Deepeval metric	Mapped to NIST AI RMF	ISO/IEC 42001:2023 clause
Answer Relevancy, Faithfulness	M3: Performance measurement	8.2 Monitoring & measurement
Toxicity, Bias	G2: Downstream harm governance	6.3 Risk treatment planning
Latency, Cost	M2: Operational constraints validation	8.3 Evaluation & improvement
Pass/fail scoring	RM: Risk Management	9 Management review

🧩 Business Benefit: This no-code mapping ensures that product managers, compliance leads, and auditors can trace every model evaluation back to an established standard—without needing Python or GitHub access.

9 · Open-Source Advantage

Strong Community support - active community and support resources available.
Transparent metrics – auditors can inspect every line.
Extensible – your team can publish custom guardrails (e.g., PII Leakage) back to the community and build brand credibility.
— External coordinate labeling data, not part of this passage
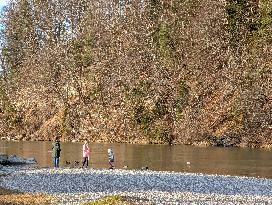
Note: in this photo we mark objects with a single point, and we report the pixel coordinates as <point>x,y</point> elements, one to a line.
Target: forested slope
<point>138,71</point>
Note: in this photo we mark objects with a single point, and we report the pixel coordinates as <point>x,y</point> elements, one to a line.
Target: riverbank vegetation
<point>143,71</point>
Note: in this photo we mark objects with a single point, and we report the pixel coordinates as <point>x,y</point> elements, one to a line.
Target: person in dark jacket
<point>56,152</point>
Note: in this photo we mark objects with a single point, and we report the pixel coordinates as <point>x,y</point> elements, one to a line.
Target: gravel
<point>75,186</point>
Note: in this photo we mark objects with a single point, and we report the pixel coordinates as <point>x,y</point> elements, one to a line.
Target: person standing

10 · Common Pitfalls & Quick Fixes

Symptom	Likely cause	One-liner fix
Flaky scores	Temp > 0 in eval calls	`temperature=0` or average 3 runs
CI too slow	Heavy agent traces	Mark as `nightly`; smoke subset for PRs
“All tests fail after model upgrade”	Thresholds too strict	Re-baseline on new weights, then tighten

11.Scenarios

Scenario	What can go wrong	How the Deepeval gate helps
1. Customer-support RAG botRetrieves policy snippets and answers billing questions.	After a knowledge-base refresh, the bot hallucinates an outdated “50 % lifetime discount,” triggering refund requests.	A Context Precision ≥ 0.7 test fails in GitHub Actions → merge blocked → risk team alerted before the bot goes live.
2. Internal policy-drafting agentGenerates first-draft HR policies for review.	A new model version injects gender-biased language into leave-policy templates, exposing the company to discrimination claims.	A Toxicity ≤ 0.2 and Bias Score ≤ 0.15 test fails → build is stopped → DEI officer reviews prompt / model combo before deployment.

12 · Key Takeaways

For leaders: A continuous quality gate is a low-cost insurance policy aligned to globally recognized standards—easy to justify in the board deck.
For engineers: GitHub Action + 50 lines of tests = safer than 90 % of teams shipping LLMs today.
For risk teams: Deepeval scores feed straight into Cognitiveview Connector Framework and map cleanly to NIST AI RMF & ISO 42001 evidence.

Challenge: Add one metric your stakeholders care about (e.g., Personally Identifiable Information Leakage), plug it into the connector, and show your first passing badge in the next sprint demo.

Happy shipping—without the midnight rollbacks!